Nos atienden dos o tres árabes, en realidad le atienden a él, yo parezco transparente. Eso siempre me pasaba, no sé porque motivo, cuando estaba a su lado debía parecer un pelagatos o quizá un cliente más difícil que él. Le veo regatear, le encanta hacerlo. Como siempre cree conseguir un buen precio y compra una cama antigua, reconozco el cabezal y al reconocerlo la escena queda clara, sé donde estoy, estamos: dentro de un cuadro de Fortuny. Esto no hace la escena ni más ni menos real para mí, pero comprendo que me ha estado engañando, no hemos ido a Estambul, no hemos ido a ninguna parte. Él me ha dado la oportunidad de pagar mis deudas, atrasos que no sé si reconozco. No, para nada, pero… Dicen que los fantasmas lo son porque tienen deudas pendientes, ¿dejan de serlo si pasas de discutir y aceptas pagarlas sin más?

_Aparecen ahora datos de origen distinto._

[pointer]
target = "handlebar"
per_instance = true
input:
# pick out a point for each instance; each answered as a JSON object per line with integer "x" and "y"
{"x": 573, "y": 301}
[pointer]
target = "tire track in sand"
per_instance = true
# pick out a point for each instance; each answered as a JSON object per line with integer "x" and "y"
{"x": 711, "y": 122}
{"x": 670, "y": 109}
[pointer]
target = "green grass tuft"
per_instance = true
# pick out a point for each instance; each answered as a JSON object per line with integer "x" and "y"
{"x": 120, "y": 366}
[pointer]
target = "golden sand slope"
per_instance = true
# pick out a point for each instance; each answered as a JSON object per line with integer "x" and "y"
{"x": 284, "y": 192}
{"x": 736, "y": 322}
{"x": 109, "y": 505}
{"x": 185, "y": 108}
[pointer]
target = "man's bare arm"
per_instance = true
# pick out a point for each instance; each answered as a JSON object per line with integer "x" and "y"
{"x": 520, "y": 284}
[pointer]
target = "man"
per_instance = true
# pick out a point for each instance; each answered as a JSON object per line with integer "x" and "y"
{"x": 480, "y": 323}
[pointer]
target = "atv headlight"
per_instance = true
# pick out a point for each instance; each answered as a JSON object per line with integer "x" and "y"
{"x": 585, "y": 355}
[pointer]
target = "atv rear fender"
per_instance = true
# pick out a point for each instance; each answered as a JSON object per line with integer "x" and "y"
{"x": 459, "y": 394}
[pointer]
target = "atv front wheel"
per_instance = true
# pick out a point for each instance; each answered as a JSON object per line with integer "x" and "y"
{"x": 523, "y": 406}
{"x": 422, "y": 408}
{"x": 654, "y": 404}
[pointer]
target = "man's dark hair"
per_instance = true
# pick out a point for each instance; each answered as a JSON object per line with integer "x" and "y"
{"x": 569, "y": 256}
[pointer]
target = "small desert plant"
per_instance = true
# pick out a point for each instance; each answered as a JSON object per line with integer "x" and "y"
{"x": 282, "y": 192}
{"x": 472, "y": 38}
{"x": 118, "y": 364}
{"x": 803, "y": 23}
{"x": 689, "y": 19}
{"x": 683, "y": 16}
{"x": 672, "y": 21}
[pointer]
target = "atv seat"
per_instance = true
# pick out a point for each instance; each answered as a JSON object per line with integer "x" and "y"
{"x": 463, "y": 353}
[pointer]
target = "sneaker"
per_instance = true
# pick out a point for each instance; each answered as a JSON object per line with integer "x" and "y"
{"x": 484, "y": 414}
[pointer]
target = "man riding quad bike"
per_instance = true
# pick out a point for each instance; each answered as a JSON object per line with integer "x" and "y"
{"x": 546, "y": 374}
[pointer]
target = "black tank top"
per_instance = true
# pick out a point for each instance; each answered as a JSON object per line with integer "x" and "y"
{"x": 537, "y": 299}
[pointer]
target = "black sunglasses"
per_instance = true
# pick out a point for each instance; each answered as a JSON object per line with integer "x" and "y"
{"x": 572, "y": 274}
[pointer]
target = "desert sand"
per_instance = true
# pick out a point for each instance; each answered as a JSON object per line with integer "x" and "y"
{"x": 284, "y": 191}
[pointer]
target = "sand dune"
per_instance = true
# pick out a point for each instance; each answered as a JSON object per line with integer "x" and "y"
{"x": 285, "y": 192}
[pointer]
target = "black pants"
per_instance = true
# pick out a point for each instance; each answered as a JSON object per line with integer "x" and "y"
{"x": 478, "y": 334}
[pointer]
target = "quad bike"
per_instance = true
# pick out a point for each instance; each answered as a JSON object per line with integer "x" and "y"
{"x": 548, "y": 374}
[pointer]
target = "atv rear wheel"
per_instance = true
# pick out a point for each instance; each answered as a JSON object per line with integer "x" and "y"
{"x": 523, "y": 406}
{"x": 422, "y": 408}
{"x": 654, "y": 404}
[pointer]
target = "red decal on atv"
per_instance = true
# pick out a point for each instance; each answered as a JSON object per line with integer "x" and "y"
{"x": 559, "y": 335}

Entre las dunas, ahora estamos entre las dunas, pero no de un hipotético Oriente sino de la costa valenciana, aunque él se empeña en hablarme de sitios que me suenan de Lawrence de Arabia. No estoy enfadado, nunca pude estar enfadado con él mucho rato. Nunca acabé de creer nada de lo que decía, ni esperé nada. Esto también puede ser amistad.
Noto la arena entre los dedos de mis píes descalzos. Propongo que vayamos a... no recuerdo. Él no contesta, mira al mar, en su rostro hay miedo, pero no demasiado. Se vuelve hacía mí. No habla pero sé que es la hora, debe marcharse, ir a disolverse en ese mar que le espera. Nos decimos adiós sin palabras. Me despierto sintiéndome muy arrepentido de no haber llegado a su entierro.